Arrivés en bas, on a rendez-vous avec Cédric pour une dernière activité (et pas des moindres) : la raquette-fondue. Modestement surnommé le « roi de la fondue », Cédric a plus d’un tour dans son sac à dos. Il nous emmène sur l’itinéraire du Grizzli, une balade courte mais avec pas mal de variantes plus sauvages en poudreuse. Après une vingtaine de minutes de marche, on arrive à un petit chalet. Juste devant, on installe une bâche pour déguster le truc qui pèse une tonne dans le sac de Cédric.
- Où déjeuner ? Au menu, une fondue en plein air à base de fromage de la Vacherie de Chastillon (décidemment notre fournisseur officiel). En accompagnement, une sélection de charcuterie et une excellente bouteille de vin blanc apportée par le guide. Ce fin gourmet amoureux de nature s’est quand même créé le métier de ses rêves, c’est fort !

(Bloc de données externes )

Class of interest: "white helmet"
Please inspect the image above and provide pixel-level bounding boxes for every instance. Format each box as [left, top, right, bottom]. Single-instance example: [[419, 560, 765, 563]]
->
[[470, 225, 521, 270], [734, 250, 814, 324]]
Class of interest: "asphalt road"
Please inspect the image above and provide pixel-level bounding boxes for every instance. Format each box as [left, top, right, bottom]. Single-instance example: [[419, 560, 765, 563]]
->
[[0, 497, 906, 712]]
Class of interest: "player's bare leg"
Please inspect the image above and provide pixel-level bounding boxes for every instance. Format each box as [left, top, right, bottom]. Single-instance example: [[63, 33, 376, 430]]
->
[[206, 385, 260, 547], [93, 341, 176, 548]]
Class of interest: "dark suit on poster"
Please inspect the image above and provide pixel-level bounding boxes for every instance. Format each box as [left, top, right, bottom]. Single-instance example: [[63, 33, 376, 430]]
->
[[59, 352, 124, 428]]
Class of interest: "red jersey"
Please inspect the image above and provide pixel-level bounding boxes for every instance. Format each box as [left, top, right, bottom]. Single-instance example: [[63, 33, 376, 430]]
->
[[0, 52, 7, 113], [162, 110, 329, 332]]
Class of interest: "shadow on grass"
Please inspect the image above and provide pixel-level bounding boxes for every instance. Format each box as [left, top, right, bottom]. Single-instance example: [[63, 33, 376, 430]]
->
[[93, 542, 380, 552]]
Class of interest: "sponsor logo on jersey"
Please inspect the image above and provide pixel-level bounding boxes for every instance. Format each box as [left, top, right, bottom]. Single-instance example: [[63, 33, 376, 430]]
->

Il est déjà l’heure de dire au revoir à Isola 2000, une aventure taillée pour les gourmands (de neige et de fromage) que nous sommes. Mais aussi et surtout pour les belles rencontres, à Isola, on est tout sauf isolés !
Et n’oubliez pas, même si la montagne est belle (comme dirait Jean Ferrat), elle peut aussi être dangereuse. On vous recommande toujours de prendre un guide pour vous accompagner dans vos aventures, surtout en ski de randonnée.